6. CCCI shall bear any and all losses resulting from the
operation of the Systems, and Comcast shall not, under any circumstances, be
held liable therefor so long as Comcast shall perform its duties hereunder in
good faith. Comcast shall not be held to have incurred any liability to CCCI or
to any third party by virtue of any action taken in good faith by it in
discharge of its duties hereunder, and CCCI agrees to indemnify Comcast and hold
Comcast harmless with respect to any and all claims that may be made against it
in respect thereof.
7. The parties recognize that Comcast is engaged directly or
through subsidiaries and affiliates in various similar and other businesses.

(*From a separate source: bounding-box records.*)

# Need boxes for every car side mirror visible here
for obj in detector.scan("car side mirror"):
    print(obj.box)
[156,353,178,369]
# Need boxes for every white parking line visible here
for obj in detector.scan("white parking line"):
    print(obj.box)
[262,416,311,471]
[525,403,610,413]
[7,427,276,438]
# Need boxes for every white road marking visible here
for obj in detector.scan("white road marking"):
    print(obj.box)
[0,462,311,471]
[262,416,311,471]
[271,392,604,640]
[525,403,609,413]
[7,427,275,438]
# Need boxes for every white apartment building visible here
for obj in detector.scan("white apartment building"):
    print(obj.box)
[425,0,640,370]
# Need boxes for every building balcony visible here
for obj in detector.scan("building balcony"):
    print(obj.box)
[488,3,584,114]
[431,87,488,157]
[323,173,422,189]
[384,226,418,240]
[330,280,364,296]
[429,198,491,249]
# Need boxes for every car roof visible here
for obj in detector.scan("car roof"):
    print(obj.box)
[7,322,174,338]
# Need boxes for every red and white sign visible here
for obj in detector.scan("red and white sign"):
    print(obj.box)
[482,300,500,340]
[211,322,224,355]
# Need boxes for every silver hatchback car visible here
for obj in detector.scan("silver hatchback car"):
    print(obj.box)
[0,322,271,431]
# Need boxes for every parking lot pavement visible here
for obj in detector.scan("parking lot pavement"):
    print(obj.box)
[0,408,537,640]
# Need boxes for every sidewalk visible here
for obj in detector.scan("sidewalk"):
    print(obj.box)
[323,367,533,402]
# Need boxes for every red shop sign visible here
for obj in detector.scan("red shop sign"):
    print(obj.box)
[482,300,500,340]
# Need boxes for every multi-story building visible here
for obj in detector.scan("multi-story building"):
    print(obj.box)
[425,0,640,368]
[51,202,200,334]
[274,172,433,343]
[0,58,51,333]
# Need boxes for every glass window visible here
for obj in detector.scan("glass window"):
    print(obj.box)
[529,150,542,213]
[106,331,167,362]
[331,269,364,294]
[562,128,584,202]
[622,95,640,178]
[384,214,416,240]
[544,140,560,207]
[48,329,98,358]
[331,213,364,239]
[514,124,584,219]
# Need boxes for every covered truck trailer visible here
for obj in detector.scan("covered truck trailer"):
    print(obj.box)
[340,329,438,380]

Nothing herein shall be construed to prevent the continued involvement of any
such entities in similar and other businesses, whether such involvement now
exists or occurs in the future, including, without limitation, the ownership or
management of other cellular businesses.
8. This Agreement shall continue in effect for 10 years from
the date hereof.
9. This Agreement sets forth the entire understanding of the
parties with respect to the subject matter hereof, supersedes all existing
agreements among them concerning such subject matter, and may be modified only
by a written instrument duly executed by each party.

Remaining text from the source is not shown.